# Analyzing Bell's inequality for different measurement angles

1. Oct 17, 2013

### greypilgrim

Hi,

I'm trying get a better understanding of Bell's inequality in the form
$$\left|E\left(\bf{a},\bf{b}\right) -E\left(\bf{a},\bf{c}\right)\right|\leq 1+E\left(\bf{b},\bf{c}\right)\enspace.$$
I'm considering the Bell state
$$\left|\psi\right\rangle= \frac{1}{\sqrt{2}}\left(\left|+\right\rangle_1\left|-\right\rangle_2- \left|-\right\rangle_1\left|+\right\rangle_2\right)\enspace.$$
and the expectation value $E^{qt}$ of the product of the result of a measurement of spin 1 in direction $\bf{a}$ and spin 2 in direction $\bf{b}$
$$E^{qt}\left(\bf{a},\bf{b}\right)= \left\langle\psi\right|\vec{\sigma_1} \cdot\bf{a}\otimes \vec{\sigma_2} \cdot\bf{b} \left|\psi\right\rangle=-\bf{a}\cdot\bf{b}$$
which is a straigthforward calculation. I'm using the notation from 1.5.1 in
http://www.uibk.ac.at/exphys/photonik/people/gwdiss.pdf
which is, however, in German.

We can violate the inequality by choosing e.g. $\bf{a}=e_x$, $\bf{b}=\left(e_x+e_z\right)/\sqrt{2}$, $\bf{c}=e_z$ which yields
$$\left|-\frac{1}{\sqrt{2}}-0\right|=\frac{1}{\sqrt{2}}\leq 1-\frac{1}{\sqrt{2}}$$
which is obviously wrong. I think this choice of vectors also maximally violates the inequality.

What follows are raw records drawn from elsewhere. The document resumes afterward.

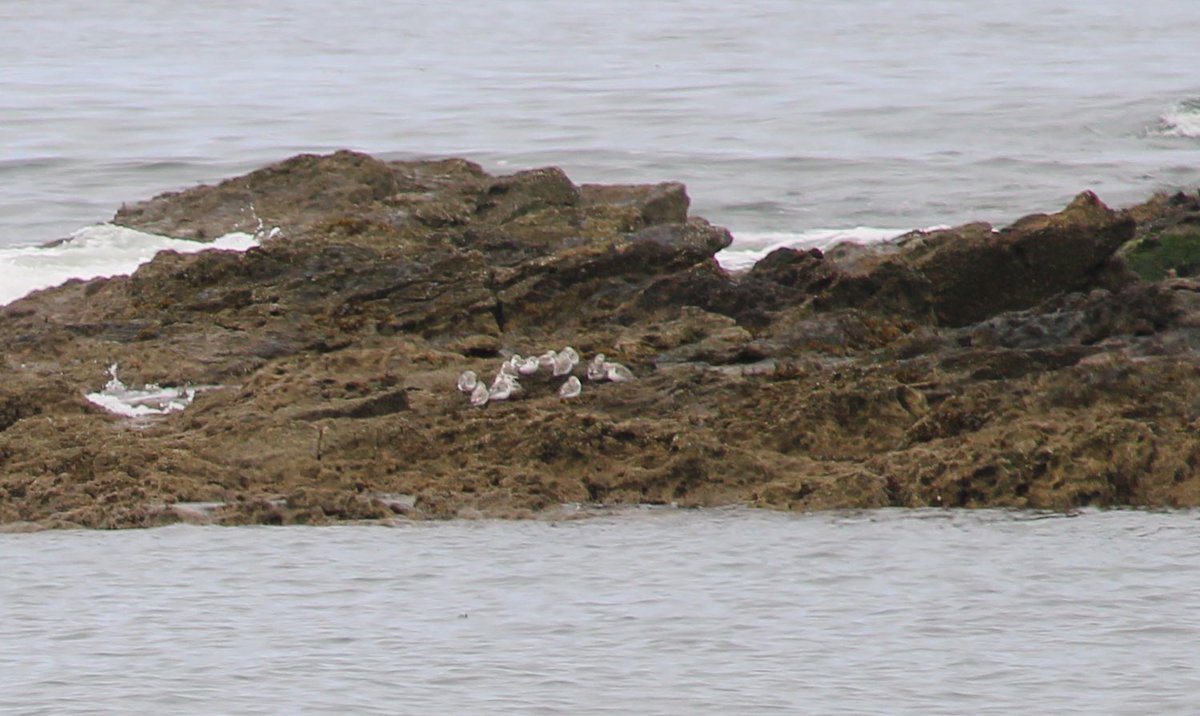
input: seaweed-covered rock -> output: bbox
[0,152,1200,529]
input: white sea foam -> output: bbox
[84,363,198,417]
[716,227,911,271]
[1158,97,1200,138]
[0,224,258,305]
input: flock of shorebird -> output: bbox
[458,345,635,408]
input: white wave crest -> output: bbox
[716,227,911,271]
[1158,97,1200,139]
[0,224,260,306]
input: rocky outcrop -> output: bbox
[0,152,1200,529]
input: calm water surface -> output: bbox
[0,510,1200,714]
[0,0,1200,245]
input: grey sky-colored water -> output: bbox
[0,0,1200,245]
[0,510,1200,715]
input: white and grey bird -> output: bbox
[554,348,580,377]
[487,373,521,401]
[587,353,608,380]
[517,356,538,375]
[558,375,583,398]
[470,383,491,408]
[605,363,637,383]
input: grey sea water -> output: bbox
[0,510,1200,715]
[0,0,1200,246]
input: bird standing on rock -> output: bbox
[558,375,583,398]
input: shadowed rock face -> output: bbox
[0,152,1200,529]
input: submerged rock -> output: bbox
[0,152,1200,528]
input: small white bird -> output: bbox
[470,383,491,408]
[558,375,583,398]
[605,363,637,383]
[517,356,538,375]
[554,348,580,377]
[588,353,608,380]
[487,373,521,401]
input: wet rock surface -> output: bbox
[0,152,1200,529]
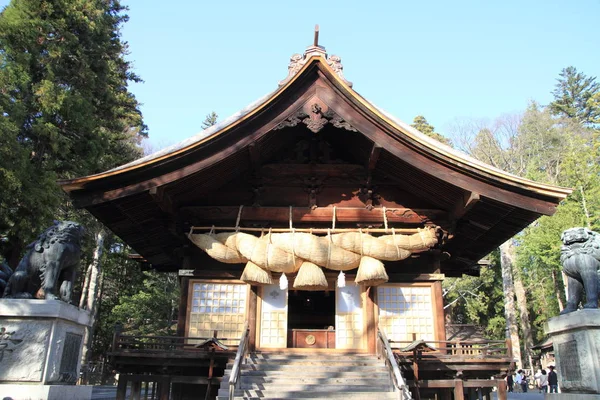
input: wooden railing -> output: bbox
[377,328,412,400]
[390,339,512,359]
[112,333,239,353]
[229,322,250,400]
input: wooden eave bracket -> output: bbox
[148,186,173,214]
[367,143,382,174]
[451,192,481,223]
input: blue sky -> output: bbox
[3,0,600,150]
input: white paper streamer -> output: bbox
[279,274,288,290]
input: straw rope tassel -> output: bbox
[279,273,288,290]
[338,271,346,288]
[381,207,387,232]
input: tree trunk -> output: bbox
[552,271,565,311]
[79,264,92,308]
[579,185,592,229]
[500,239,523,368]
[511,270,535,376]
[81,229,106,366]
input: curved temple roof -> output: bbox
[60,46,571,272]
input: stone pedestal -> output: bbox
[546,309,600,398]
[0,299,91,399]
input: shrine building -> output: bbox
[61,35,570,400]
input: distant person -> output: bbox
[548,365,558,393]
[515,369,523,392]
[515,369,527,393]
[540,369,548,393]
[506,371,515,392]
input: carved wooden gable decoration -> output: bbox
[61,42,570,277]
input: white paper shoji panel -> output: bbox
[377,285,435,341]
[187,282,248,345]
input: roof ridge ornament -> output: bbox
[279,25,352,87]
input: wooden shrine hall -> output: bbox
[61,35,570,399]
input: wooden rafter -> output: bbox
[451,191,481,221]
[180,206,447,225]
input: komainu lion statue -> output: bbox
[3,221,83,303]
[560,228,600,314]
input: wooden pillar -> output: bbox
[433,281,446,342]
[248,286,258,351]
[365,287,377,354]
[131,377,142,400]
[454,379,465,400]
[498,379,507,400]
[158,376,171,400]
[116,374,127,400]
[439,389,452,400]
[177,277,190,336]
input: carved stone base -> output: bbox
[0,384,93,400]
[0,299,90,384]
[545,309,600,398]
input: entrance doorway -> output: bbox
[288,290,336,348]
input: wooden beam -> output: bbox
[248,286,258,351]
[180,206,447,226]
[148,186,173,214]
[260,164,365,178]
[248,142,260,178]
[406,379,505,389]
[454,379,465,399]
[367,143,381,173]
[177,277,190,336]
[452,191,480,221]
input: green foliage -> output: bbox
[410,115,452,146]
[202,111,219,129]
[90,236,144,358]
[515,200,582,341]
[548,67,600,124]
[111,272,179,336]
[443,252,506,340]
[0,0,146,262]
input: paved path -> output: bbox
[92,386,544,400]
[493,390,544,400]
[92,386,117,400]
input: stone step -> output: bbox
[237,363,386,373]
[221,374,390,387]
[223,368,389,380]
[248,352,375,360]
[227,359,384,369]
[217,390,398,400]
[219,377,392,390]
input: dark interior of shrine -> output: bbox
[288,290,335,329]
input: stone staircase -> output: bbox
[217,352,398,400]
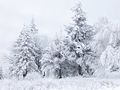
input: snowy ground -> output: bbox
[0,77,120,90]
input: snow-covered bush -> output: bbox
[10,22,41,77]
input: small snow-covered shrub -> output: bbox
[25,72,42,80]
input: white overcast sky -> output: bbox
[0,0,120,51]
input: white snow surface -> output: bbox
[0,77,120,90]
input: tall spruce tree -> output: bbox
[66,3,94,75]
[10,21,41,77]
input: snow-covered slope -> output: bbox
[0,77,120,90]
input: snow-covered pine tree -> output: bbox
[66,3,94,75]
[10,22,41,78]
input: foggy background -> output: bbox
[0,0,120,53]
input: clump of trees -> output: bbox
[1,1,120,78]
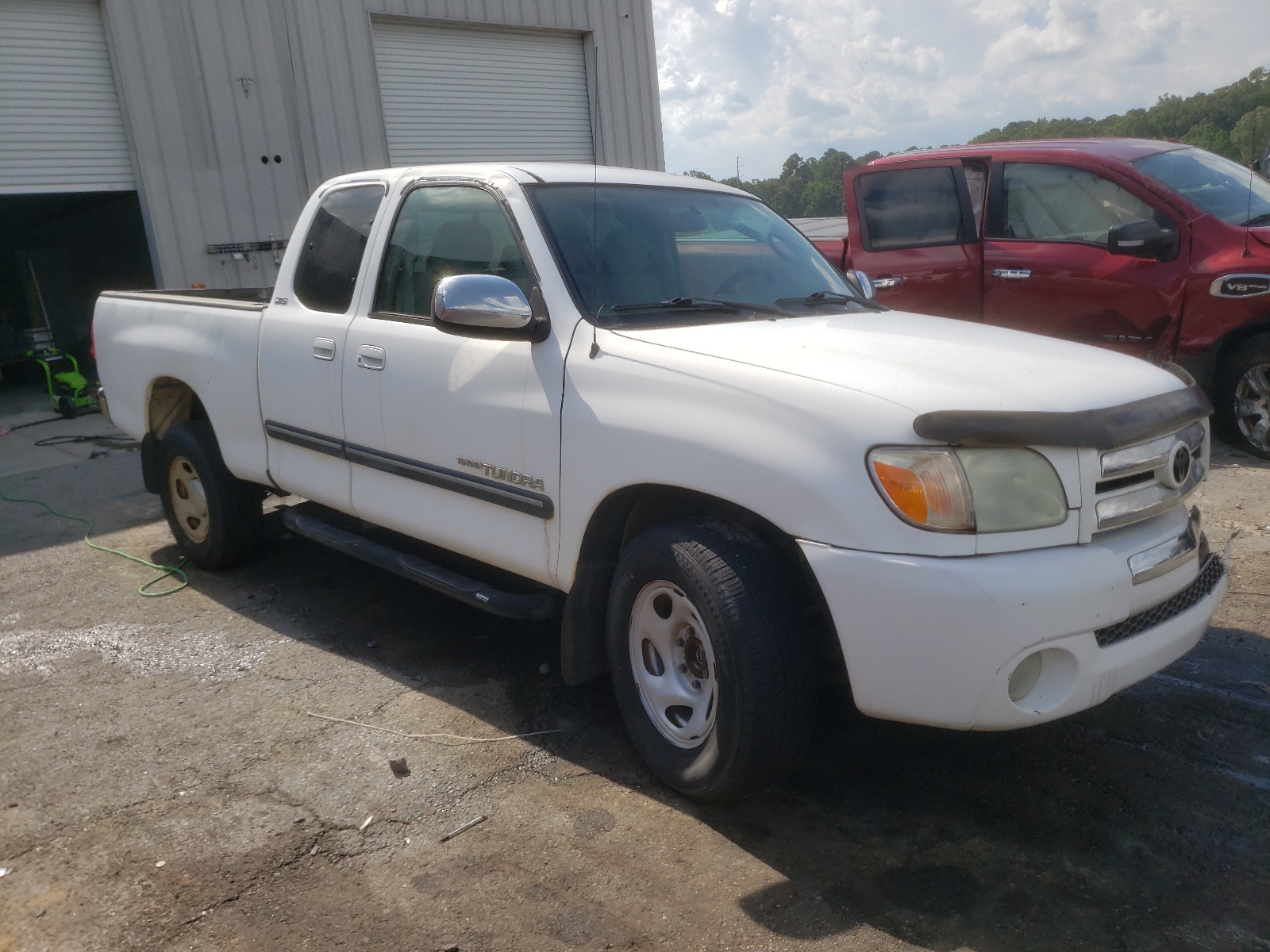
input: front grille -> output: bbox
[1094,423,1206,532]
[1094,554,1226,647]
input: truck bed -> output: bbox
[102,287,273,311]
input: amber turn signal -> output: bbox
[868,448,974,532]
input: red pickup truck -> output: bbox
[815,138,1270,459]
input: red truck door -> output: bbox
[983,163,1189,357]
[843,159,984,320]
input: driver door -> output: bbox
[983,163,1190,358]
[343,184,564,584]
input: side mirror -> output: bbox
[1107,220,1179,262]
[843,268,878,301]
[432,274,551,341]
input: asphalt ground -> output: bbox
[0,383,1270,952]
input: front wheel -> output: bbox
[159,420,263,569]
[608,522,815,802]
[1213,335,1270,459]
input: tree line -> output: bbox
[683,67,1270,218]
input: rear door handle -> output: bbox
[357,344,386,370]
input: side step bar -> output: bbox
[282,509,560,620]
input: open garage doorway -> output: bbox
[0,192,155,381]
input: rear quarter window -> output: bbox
[291,186,383,313]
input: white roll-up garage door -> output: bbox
[0,0,136,194]
[373,21,595,165]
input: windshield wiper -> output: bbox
[601,297,779,313]
[776,290,891,313]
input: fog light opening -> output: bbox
[1010,651,1044,704]
[1006,647,1080,713]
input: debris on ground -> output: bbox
[437,814,489,843]
[305,711,560,747]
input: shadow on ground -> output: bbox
[155,515,1270,952]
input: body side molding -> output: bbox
[264,420,555,519]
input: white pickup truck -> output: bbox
[94,163,1227,800]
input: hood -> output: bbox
[614,311,1186,414]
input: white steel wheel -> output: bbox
[1234,363,1270,451]
[627,580,719,750]
[167,455,211,543]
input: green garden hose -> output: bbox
[0,490,189,598]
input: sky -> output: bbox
[652,0,1270,179]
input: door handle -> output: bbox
[357,344,386,370]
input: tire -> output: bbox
[1213,335,1270,459]
[157,420,264,570]
[607,520,815,802]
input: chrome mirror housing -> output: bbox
[432,274,533,336]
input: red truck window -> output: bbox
[856,167,976,251]
[988,163,1168,248]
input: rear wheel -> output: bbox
[608,522,815,802]
[159,420,263,569]
[1213,335,1270,459]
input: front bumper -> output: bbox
[799,508,1227,730]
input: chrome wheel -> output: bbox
[167,455,211,543]
[627,582,719,749]
[1234,363,1270,451]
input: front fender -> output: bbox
[559,326,974,589]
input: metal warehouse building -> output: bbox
[0,0,663,360]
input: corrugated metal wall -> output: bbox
[371,17,595,165]
[103,0,663,287]
[0,0,133,194]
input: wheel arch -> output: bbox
[1186,321,1270,393]
[141,377,208,493]
[560,484,849,684]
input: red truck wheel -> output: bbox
[1213,335,1270,459]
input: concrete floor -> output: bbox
[0,383,1270,952]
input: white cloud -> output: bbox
[652,0,1270,178]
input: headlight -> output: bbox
[868,447,1067,532]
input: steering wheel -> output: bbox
[766,231,795,262]
[714,264,772,297]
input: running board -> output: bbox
[282,509,560,620]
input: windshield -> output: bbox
[1133,148,1270,225]
[529,184,870,325]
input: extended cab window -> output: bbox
[375,186,535,317]
[856,167,976,251]
[291,186,383,313]
[988,163,1170,246]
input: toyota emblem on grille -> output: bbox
[1160,440,1191,489]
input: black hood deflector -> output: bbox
[913,385,1213,449]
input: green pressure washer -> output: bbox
[23,328,98,420]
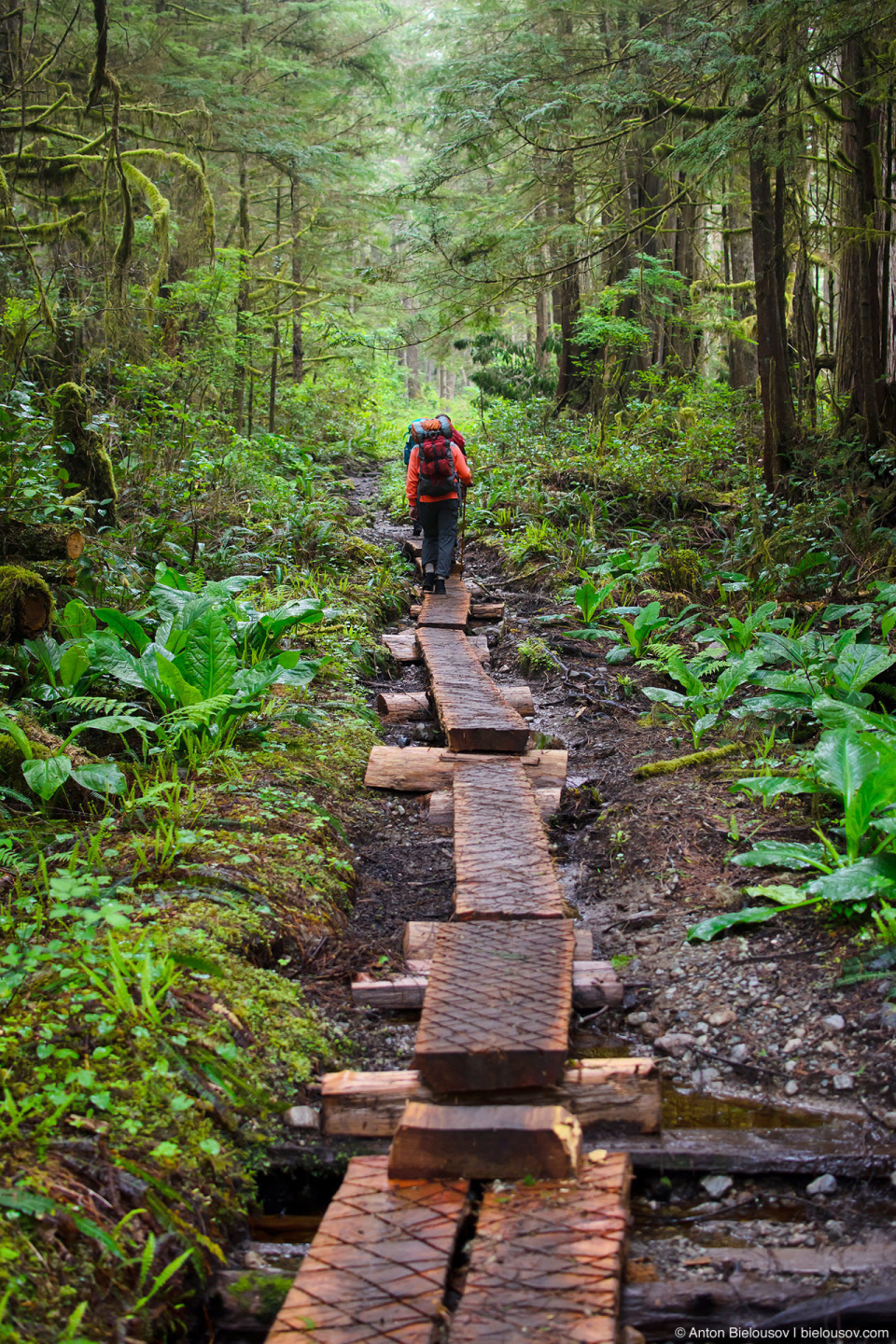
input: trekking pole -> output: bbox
[461,485,466,565]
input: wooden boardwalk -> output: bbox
[450,1154,631,1344]
[267,1157,468,1344]
[416,626,529,752]
[413,919,574,1093]
[269,541,637,1344]
[454,761,566,919]
[416,574,470,630]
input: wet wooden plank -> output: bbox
[416,625,529,752]
[452,1155,631,1344]
[413,919,574,1093]
[352,957,624,1012]
[454,761,566,919]
[416,574,470,630]
[321,1059,661,1139]
[267,1157,466,1344]
[596,1125,896,1177]
[364,746,567,793]
[401,919,594,973]
[389,1100,581,1180]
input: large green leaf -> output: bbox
[688,906,780,942]
[21,755,71,803]
[811,694,896,739]
[71,761,128,794]
[62,598,97,639]
[805,853,896,901]
[834,644,896,691]
[97,606,149,653]
[180,610,239,700]
[731,840,830,873]
[59,644,90,688]
[808,728,878,810]
[156,651,203,709]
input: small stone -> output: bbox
[700,1176,734,1198]
[654,1030,694,1059]
[284,1106,320,1129]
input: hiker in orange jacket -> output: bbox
[407,415,473,594]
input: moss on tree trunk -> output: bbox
[0,565,52,644]
[54,383,119,526]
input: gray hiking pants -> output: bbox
[416,500,461,580]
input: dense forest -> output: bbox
[0,0,896,1344]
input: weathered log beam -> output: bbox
[352,959,624,1012]
[321,1059,661,1139]
[388,1100,581,1180]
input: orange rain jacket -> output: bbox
[407,426,473,508]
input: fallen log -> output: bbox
[376,691,432,723]
[376,685,535,721]
[321,1059,661,1139]
[0,516,86,565]
[388,1100,581,1180]
[352,959,624,1012]
[364,746,568,793]
[0,565,54,644]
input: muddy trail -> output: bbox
[205,476,896,1344]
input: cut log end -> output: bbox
[0,565,52,644]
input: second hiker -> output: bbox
[407,415,473,594]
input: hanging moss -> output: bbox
[54,383,119,526]
[631,742,744,779]
[0,565,52,644]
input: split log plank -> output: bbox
[267,1157,468,1344]
[364,746,567,793]
[418,574,470,630]
[452,1155,631,1344]
[388,1100,581,1180]
[598,1125,896,1177]
[376,685,535,721]
[413,919,574,1091]
[401,919,594,974]
[352,957,624,1012]
[321,1059,661,1139]
[416,625,529,752]
[454,761,566,919]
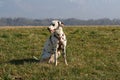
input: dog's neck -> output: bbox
[54,27,64,40]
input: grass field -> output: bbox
[0,26,120,80]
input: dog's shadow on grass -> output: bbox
[8,58,39,65]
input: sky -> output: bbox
[0,0,120,20]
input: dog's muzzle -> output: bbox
[47,28,54,33]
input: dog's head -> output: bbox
[48,20,64,33]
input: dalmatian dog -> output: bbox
[40,20,68,66]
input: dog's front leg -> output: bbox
[62,46,68,65]
[54,45,58,66]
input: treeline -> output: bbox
[0,18,120,26]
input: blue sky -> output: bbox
[0,0,120,19]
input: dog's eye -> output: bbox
[51,24,55,26]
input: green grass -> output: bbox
[0,26,120,80]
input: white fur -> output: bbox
[41,20,68,66]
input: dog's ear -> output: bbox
[58,21,64,27]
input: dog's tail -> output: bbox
[33,56,40,61]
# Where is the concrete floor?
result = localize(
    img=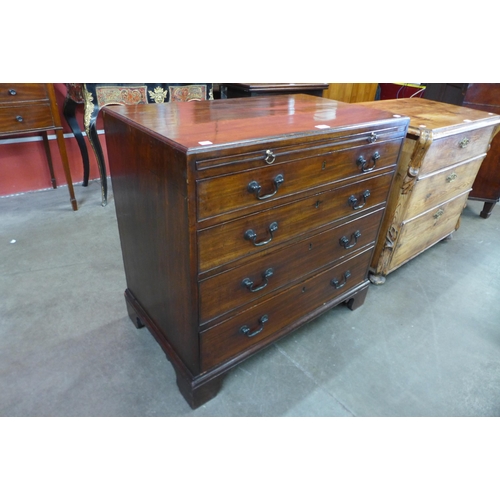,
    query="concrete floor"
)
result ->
[0,181,500,417]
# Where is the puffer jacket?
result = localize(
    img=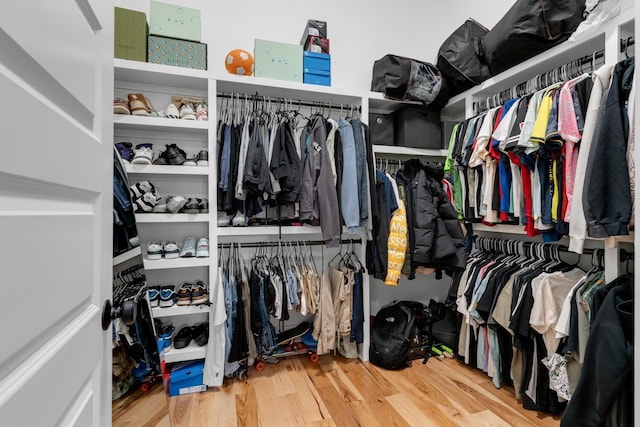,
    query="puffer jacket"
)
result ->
[396,159,466,277]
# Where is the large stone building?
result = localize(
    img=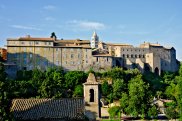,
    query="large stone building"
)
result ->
[7,32,179,74]
[0,48,7,61]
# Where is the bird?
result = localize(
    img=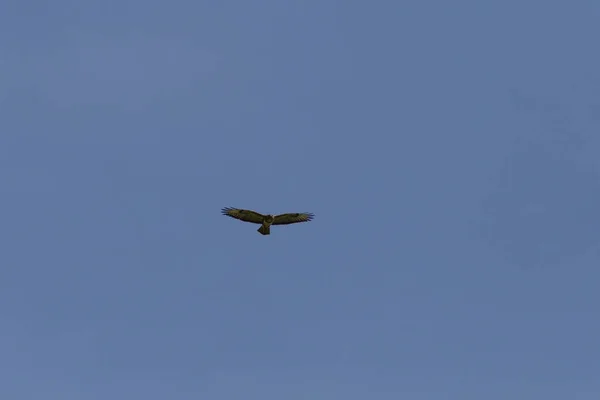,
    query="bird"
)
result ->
[221,207,315,235]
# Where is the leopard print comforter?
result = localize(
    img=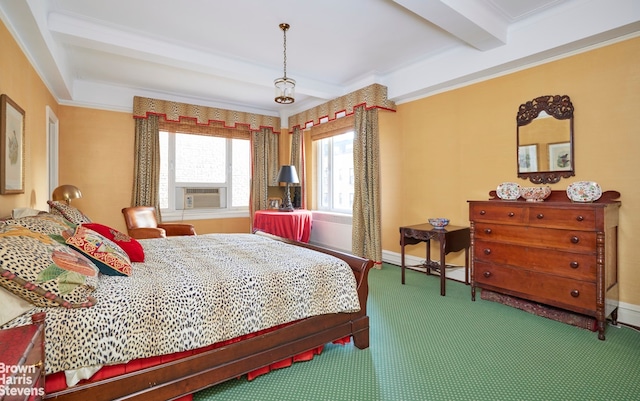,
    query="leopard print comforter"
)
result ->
[6,234,360,374]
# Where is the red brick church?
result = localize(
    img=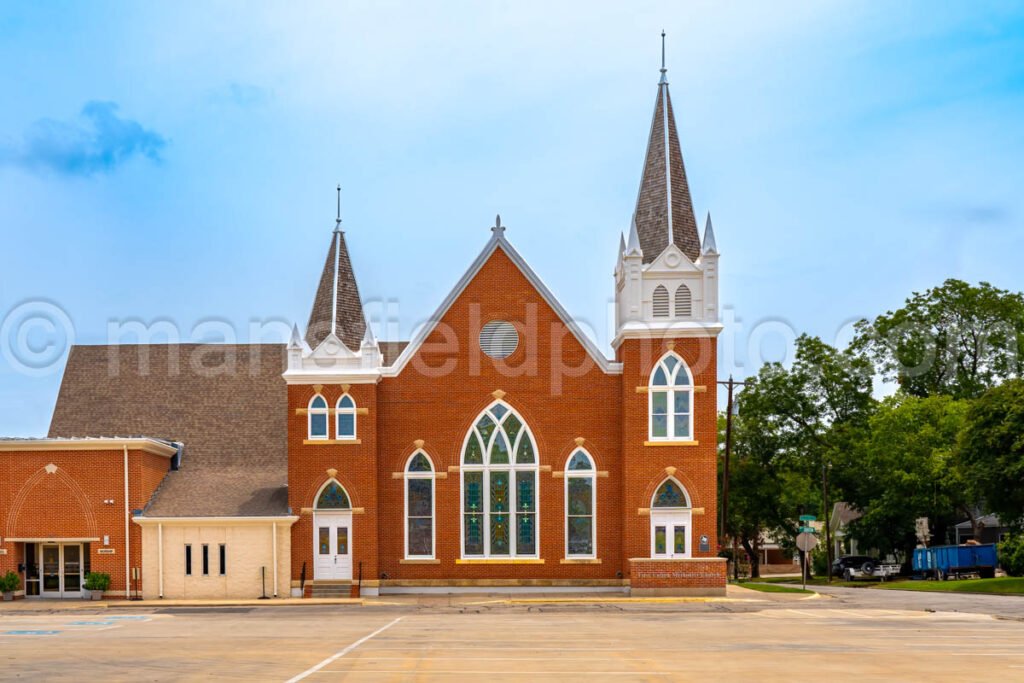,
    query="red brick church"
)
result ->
[0,54,725,598]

However, if we choose $\bf{a}=e_x$, $\bf{b}=e_y$, $\bf{c}=e_z$, then we get
$$\left|0-0\right|\leq 1-0$$
so the inequality is valid. I now wanted to find out exactly when the inequality breaks down and interpolated by choosing $\bf{a}=e_x$, $\bf{b}=\cos{\phi}\cdot e_y+\sin{\phi}\cdot \left(e_x+e_z\right)/\sqrt{2}$, $\bf{c}=e_z$ with $0\leq\phi\leq\pi/2$. Plugging this in we get
$$\left|-\frac{\sin{\phi}}{\sqrt{2}}-0\right|=\frac{\sin{\phi}}{\sqrt{2}}\leq 1-\frac{\sin{\phi}}{\sqrt{2}}$$
and solving for equality yields $\phi=\pi/4$.

So far so good, since the Bell inequality is valid for $0\leq\phi\leq\pi/4$, there should be a local-realistic description of the system for these values of $\phi$. Hence there must be a separable, most probably mixed density operator that yields the same expectation values as $\left|\psi\right\rangle$ for these choices of measurement angles. How can I find this density operator? I'm interested in its structure, and how it breaks down when crossing the magic angle $\phi=\pi/4$ from below.

2. Oct 17, 2013

### jfizzix

3. Oct 17, 2013

### greypilgrim

That's not exactly what I want, I'm trying to construct an explicitly non-entangled (separable, can be written as a convex combination of product states) density operator for the measurement directions I mentioned.

4. Oct 17, 2013

### StevieTNZ

Isn't Professor Werner using a product state in the article above?

5. Oct 17, 2013

### StevieTNZ

6. Oct 18, 2013

### meBigGuy

I may be connecting two incompatible concepts, but are you simply noticing the pi/4 intersection points of the correlation curves for entangled vs classical systems? Look at the graph on this page.

http://en.wikipedia.org/wiki/Bell's_theorem

7. Oct 18, 2013

### jfizzix

Prof. Werner is using a state which is a mixture of the of the maximally mixed state (the identity matrix) and the matrix representing a swap between systems.

This swap operator on $\psi^{A}\otimes\psi^{B}$ would give you $\psi^{B}\otimes\psi^{A}$